After returning to the United States in 1986, she entered Princeton University. She graduated magna cum laude in 1990 with a degree in art history. She was also the recipient of the Senior Thesis Prize in the Department of Art and Archaeology for her thesis on French Impressionism. During her time at Princeton, she continued her ballet training with Wilhelm Burmann, who remained her private ballet coach for the rest of her dancing career. Also during her college years, she performed as a guest artist in Japan, Canada and with several local companies in the New York area such as the Eglevsky Ballet, Connecticut Ballet and New Jersey Ballet.

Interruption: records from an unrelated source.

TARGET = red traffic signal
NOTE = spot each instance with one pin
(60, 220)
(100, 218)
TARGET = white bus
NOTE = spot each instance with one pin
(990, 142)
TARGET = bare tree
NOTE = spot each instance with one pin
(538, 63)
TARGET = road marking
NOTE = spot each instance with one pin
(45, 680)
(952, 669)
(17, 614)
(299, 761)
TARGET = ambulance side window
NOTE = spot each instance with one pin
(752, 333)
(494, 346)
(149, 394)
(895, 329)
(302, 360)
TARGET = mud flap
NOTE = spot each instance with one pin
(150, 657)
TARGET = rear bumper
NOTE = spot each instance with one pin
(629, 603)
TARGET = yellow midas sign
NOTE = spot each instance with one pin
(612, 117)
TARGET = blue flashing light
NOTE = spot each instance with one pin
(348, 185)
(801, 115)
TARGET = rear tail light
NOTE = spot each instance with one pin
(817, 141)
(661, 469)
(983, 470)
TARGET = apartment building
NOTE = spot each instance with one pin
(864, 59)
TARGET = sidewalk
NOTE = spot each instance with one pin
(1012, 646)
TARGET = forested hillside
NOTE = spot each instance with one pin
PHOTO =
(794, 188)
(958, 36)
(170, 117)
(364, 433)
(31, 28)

She performed the title role of Cinderella, Odette in Swan Lake (Act II) and the lead role in Balanchine's Allegro Brillante for the Eglevsky Ballet, the role of Swanilda in Brett Raphael's production of Coppélia for the Connecticut Ballet and Odette in Swan Lake (Act II) for the New Jersey Ballet (partnered by Leonid Kozlov). In addition, during her time at university, she trained again with John Curry and made occasional skating appearances. Among these were televised appearances in An Evening With Champions (PBS), Symphony of Sports (ABC Wide World of Sports) and Happy New Year USA (PBS), where she performed a solo La Rose du Bal and was partnered by John Curry in an ensemble waltz from Tchaikovsky's music for Eugene Onegin, choreographed by Tim Murphy.

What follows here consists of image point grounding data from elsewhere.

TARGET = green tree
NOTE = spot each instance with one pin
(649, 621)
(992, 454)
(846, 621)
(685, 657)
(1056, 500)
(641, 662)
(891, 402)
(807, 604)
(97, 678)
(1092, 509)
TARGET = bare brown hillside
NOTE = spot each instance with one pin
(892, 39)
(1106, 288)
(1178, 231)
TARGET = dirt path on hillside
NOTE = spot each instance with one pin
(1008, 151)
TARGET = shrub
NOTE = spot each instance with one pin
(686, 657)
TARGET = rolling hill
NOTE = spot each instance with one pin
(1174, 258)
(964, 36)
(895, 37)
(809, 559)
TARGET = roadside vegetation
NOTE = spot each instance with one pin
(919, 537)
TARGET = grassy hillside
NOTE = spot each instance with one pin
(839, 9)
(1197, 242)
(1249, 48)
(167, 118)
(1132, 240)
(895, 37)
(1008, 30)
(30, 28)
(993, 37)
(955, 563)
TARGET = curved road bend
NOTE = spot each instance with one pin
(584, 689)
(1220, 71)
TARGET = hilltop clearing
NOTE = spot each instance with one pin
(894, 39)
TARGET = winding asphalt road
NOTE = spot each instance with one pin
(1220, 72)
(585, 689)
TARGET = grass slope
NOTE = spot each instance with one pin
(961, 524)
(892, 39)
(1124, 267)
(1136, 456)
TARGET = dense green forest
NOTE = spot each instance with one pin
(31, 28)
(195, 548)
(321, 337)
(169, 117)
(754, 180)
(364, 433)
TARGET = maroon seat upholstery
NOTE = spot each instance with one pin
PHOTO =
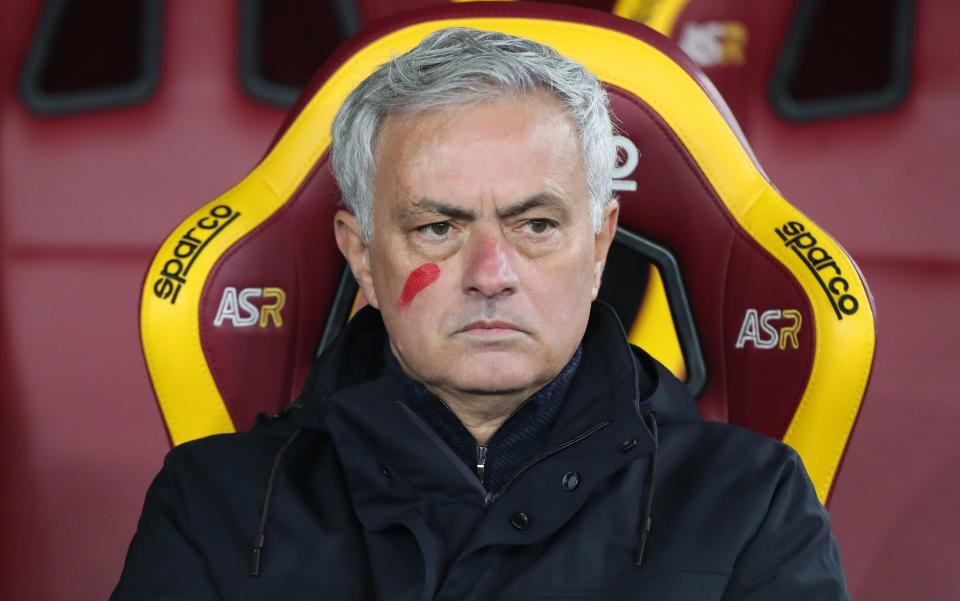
(774, 322)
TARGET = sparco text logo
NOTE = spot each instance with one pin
(822, 265)
(238, 307)
(173, 275)
(758, 329)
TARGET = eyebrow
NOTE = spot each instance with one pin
(429, 205)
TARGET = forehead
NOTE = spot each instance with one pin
(501, 149)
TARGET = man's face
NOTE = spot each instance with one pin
(483, 261)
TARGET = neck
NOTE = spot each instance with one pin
(483, 414)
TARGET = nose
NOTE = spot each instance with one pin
(490, 271)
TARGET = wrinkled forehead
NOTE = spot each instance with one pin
(502, 150)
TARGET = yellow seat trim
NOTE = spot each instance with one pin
(819, 430)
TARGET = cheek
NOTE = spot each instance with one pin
(419, 278)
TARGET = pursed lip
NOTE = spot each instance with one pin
(480, 327)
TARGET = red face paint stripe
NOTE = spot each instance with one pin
(419, 278)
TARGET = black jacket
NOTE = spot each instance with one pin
(351, 495)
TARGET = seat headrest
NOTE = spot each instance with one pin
(237, 297)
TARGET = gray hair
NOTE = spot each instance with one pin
(457, 65)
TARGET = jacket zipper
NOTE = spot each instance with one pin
(484, 447)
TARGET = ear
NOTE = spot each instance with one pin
(356, 252)
(603, 240)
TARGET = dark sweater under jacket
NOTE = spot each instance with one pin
(351, 494)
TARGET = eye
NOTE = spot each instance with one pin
(438, 229)
(540, 226)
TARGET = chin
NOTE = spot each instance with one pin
(498, 372)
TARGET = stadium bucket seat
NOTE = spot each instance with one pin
(761, 312)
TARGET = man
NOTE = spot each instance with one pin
(483, 430)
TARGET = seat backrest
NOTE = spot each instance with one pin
(774, 322)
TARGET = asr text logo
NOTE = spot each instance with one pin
(238, 307)
(822, 265)
(173, 274)
(715, 43)
(758, 329)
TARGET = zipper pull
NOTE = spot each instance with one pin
(481, 461)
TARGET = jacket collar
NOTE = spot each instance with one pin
(391, 458)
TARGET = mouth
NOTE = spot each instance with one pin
(491, 329)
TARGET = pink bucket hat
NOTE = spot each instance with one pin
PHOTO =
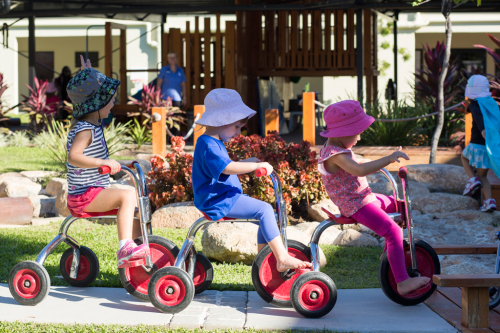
(345, 118)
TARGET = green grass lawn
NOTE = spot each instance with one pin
(14, 159)
(350, 268)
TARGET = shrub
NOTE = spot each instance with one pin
(294, 163)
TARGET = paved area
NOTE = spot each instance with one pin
(360, 310)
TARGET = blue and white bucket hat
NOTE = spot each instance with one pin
(477, 86)
(224, 107)
(90, 91)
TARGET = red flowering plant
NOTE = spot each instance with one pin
(171, 184)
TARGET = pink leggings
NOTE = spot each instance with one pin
(374, 216)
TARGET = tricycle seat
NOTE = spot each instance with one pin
(340, 219)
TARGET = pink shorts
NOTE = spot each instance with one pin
(78, 202)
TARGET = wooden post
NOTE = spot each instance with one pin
(309, 115)
(475, 309)
(198, 110)
(160, 132)
(272, 121)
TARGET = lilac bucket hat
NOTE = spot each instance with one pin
(477, 86)
(224, 107)
(345, 118)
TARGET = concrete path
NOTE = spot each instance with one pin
(361, 310)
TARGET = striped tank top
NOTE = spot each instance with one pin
(80, 179)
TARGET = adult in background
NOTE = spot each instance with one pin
(61, 83)
(172, 81)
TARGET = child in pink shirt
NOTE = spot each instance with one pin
(345, 182)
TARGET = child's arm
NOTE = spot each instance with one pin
(361, 170)
(77, 158)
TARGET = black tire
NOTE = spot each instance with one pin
(135, 280)
(264, 268)
(88, 271)
(175, 280)
(313, 294)
(428, 265)
(29, 283)
(203, 274)
(494, 293)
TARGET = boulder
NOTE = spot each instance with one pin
(19, 187)
(179, 215)
(351, 237)
(237, 242)
(443, 202)
(439, 177)
(43, 205)
(317, 214)
(55, 185)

In 1989, Healy performed in the cabaret-style ice show “Star Spangled Ice,” in Blue Jay, California. The show also featured Robin Cousins, the 1980 Olympic champion. The show benefited the International Foundation for the Advancement of Ice Skating.

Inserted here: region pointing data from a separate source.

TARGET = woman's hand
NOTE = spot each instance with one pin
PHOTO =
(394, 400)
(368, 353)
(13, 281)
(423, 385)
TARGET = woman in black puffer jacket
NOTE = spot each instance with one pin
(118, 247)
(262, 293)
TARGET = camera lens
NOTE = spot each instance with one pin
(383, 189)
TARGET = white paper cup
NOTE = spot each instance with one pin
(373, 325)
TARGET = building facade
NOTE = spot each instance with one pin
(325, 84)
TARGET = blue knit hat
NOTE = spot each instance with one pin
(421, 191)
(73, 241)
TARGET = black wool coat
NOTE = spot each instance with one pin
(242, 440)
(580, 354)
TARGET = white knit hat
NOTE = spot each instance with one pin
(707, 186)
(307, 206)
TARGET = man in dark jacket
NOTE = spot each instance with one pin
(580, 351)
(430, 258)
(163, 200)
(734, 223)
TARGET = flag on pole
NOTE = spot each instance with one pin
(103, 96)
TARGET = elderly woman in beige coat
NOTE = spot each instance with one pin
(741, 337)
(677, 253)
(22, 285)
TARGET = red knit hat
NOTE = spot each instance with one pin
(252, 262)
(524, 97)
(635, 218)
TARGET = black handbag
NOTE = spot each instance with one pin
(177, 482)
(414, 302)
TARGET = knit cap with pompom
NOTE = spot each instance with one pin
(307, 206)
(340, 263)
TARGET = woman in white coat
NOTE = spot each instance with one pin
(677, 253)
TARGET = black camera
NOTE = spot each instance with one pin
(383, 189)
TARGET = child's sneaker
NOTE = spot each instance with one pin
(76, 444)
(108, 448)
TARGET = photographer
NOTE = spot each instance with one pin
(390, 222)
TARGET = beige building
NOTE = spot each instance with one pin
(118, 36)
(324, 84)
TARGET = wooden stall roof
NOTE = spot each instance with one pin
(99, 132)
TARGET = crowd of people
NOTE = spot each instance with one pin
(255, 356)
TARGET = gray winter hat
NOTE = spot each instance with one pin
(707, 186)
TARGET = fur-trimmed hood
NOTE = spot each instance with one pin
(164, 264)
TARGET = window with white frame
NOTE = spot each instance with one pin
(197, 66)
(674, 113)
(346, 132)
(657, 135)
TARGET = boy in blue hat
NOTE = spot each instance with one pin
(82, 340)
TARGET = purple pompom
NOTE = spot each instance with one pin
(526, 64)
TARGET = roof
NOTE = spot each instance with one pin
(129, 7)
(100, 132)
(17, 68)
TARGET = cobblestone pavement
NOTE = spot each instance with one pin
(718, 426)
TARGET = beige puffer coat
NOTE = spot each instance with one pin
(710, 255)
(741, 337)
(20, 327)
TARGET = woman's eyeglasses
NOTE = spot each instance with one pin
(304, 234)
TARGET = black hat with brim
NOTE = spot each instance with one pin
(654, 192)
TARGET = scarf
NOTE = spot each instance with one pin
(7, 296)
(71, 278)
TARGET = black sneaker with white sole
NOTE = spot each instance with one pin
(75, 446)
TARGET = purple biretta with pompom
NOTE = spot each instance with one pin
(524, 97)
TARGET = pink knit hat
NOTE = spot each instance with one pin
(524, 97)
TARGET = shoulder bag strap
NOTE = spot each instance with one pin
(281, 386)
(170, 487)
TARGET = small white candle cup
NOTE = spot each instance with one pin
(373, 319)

Following her graduation from Princeton, she worked as a principal ballerina with Les Ballets de Monte Carlo and the Vienna State Opera Ballet. In Monte Carlo, she danced (among other roles) the leading roles in George Balanchine's Theme and Variations, Tarantella, Rubies and Tchaikovsky Pas de Deux as well as in Antony Tudor's ballet Gala Performance. Roland Petit created a principal role for her in Mozart et la Danse in 1991. In Vienna, her roles included (among other roles) Lise in La Fille Mal Gardée, Kitri in Don Quixote, Juliet in John Cranko's production of Romeo and Juliet, the title roles in Giselle and in Sir Kenneth MacMillan's production of Manon, as well as the title role of Raymonda in revived excerpts of Rudolf Nureyev's production of Raymonda. She also performed leading roles in John Neumeier's production of A Midsummer Night's Dream, Hans von Manen's Letzte Lieder, George Balanchine's Serenade, Apollo and Tchaikovsky Pas de Deux and the principal role of Masha (i.e. Marie, or Clara) in Yuri Grigorovich's production of The Nutcracker. She was featured in the Vienna Philharmonic's New Year's Day Concert on PBS with Walter Cronkite in 1993, 1994 and 1996 on worldwide broadcasts. Her appearance in 1996 was in a piece choreographed especially for her by Heinz Spoerli. She returned to the United States in 1997, where she resumed her skating career.

She taught on the faculty of the Valentina Kozlova Dance Conservatory of New York (New York City) until June, 2008. In January 2008, she won the Outstanding Choreography Award at the Dance Educators of America Semi-Final Competition in New York City for the ensemble piece "Por Una Cabeza" she choreographed for the advanced students at VKDCNY. She currently is on the faculty of the American Theater Dance Workshop in New Hyde Park, New York and also taught at Connecticut Ballet (Stamford, Connecticut), in addition to her skating school affiliations.

She worked as a skating coach and choreographer in Monsey, New York and in New Hyde Park, New York. She was a regular performer and choreographer for the Ice Theatre of New York until 2005. Ice Theatre commissioned two original works from her and she restaged Jean Pierre Bonnefoux's work Ice Moves for the company. She has also appeared in shows such as An Evening with Champions, the Equal Challenge of Champions and the Vail Figure Skating Festival.

==Personal life==
She was married to World and Olympic figure skating coach Peter Burrows for 17 years. She was widowed on April 9, 2014, when he died at the age of 75.